Cancer symptoms: (From the American Veterinary Medical Association) If you notice any of these symptoms bring your dog to the vet as soon as you can.
 Some of the symptoms are the same as other disorders,(stiffness can be arthritis, too). Remember the earlier the treatment the better a chance for a cure.
1. Abnormal swelling that does not go away
2. Sores that don't heal.
3. Weight loss, with no dietary reason,
4. Blood or other discharge from any body opening,
5. Loss of appetite,
6. Difficulty eating or swallowing,
7. Offensive odor
8. Loss of stamina, and/or reluctant to exercise,
9. Persistent lameness or stiffness,
10. Difficulty in breathing or passing body waste,
There are also certain things you should know to help prevent cancer in your pet. First, some breeds have a higher rate of cancer than others, so its best to work with a reputable breeder and discuss the breed of dog you are considering. Keep your dog at a slim healthy weight, feeding him only a high quality food from a reputable company (or veterinary prescribed home made food) and give him plenty of exercise.  Give him healthy treats like baby carrots, raw broccoli florettes, sweet pepper bits, or other veggies that your vet says is good for your dog. Spay or neuter a dog early in life decreases its risk of cancer. For instance, spaying a female before her first heat cycle, reduces her risk of breast cancer. Avoid exposure to carcinogens such as weed killer, pesticides, kerosene or coal heaters, tobacco smoke, asbestos, even radiation and strong magnetic fields.  
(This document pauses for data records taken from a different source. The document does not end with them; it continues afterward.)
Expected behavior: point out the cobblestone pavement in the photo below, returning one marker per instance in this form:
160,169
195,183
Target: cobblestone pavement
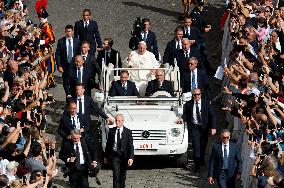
115,19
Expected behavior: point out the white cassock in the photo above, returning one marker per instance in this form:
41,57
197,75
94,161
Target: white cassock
141,77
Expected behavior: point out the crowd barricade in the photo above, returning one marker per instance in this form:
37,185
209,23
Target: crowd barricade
234,122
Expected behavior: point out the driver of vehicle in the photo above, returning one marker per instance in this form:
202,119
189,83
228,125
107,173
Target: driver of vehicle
159,84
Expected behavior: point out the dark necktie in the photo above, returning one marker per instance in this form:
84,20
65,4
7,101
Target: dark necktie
80,106
178,46
77,155
186,55
124,89
198,113
225,160
79,78
193,84
69,56
73,122
145,36
118,142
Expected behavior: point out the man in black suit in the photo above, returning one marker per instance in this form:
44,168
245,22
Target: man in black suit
71,120
123,87
191,32
119,151
109,54
67,48
149,37
79,73
159,84
173,46
196,78
184,54
86,106
87,30
225,162
91,64
200,118
79,156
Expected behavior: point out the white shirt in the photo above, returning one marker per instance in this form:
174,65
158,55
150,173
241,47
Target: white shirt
82,101
81,152
195,73
77,122
81,68
178,42
194,115
142,34
227,146
88,22
67,45
187,30
115,138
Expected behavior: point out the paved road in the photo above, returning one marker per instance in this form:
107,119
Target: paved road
115,19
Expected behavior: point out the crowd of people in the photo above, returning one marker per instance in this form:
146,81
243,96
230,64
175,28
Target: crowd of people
28,60
254,84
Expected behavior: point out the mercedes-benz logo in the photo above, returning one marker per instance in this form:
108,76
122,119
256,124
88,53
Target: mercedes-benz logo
145,134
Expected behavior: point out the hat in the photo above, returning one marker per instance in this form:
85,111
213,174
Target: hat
12,165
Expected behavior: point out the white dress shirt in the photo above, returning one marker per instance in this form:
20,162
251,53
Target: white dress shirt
67,45
88,22
195,73
82,161
227,146
83,107
194,115
115,138
178,42
81,68
77,122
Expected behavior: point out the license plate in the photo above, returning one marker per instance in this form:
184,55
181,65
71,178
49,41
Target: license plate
147,146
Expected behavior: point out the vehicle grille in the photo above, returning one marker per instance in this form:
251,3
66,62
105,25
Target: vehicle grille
154,135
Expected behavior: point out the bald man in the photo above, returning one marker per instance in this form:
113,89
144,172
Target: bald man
78,74
159,84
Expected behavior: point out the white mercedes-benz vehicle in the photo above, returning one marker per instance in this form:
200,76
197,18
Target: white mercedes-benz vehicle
151,119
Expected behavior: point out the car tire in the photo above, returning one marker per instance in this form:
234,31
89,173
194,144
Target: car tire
182,160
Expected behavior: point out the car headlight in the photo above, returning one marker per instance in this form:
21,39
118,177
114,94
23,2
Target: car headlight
175,132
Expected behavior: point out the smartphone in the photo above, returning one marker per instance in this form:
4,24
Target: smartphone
51,153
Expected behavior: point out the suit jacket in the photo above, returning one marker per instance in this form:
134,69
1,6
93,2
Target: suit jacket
182,61
117,89
112,59
89,151
151,42
91,107
91,34
202,83
194,34
72,80
154,86
208,116
127,148
170,52
65,125
216,160
61,52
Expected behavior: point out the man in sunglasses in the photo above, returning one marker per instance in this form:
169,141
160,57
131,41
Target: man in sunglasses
200,118
225,162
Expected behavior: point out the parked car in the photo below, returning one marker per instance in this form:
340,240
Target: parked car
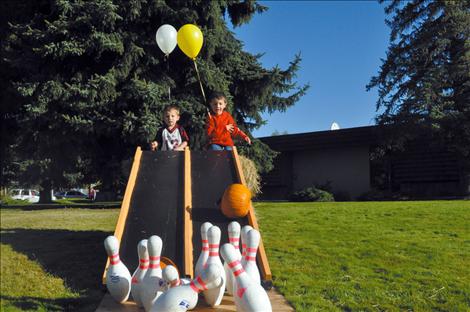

If your dog is diagnosed with cancer remember cure rates are improving, as is quality of life during and after treatment. If the Cancer cannot be cured, there are still treatments that can give your dog a quality of life that is close to what he had before getting cancer. Almost all dogs can be helped with treatment. Discuss all the options available with your vet, and ask questions. You can seek a second opinion and ask about other alternative methods of treatment.
Finally, whatever treatment regimen or care you decide, always remember, the decision you make is based upon what is right for you and for your dog.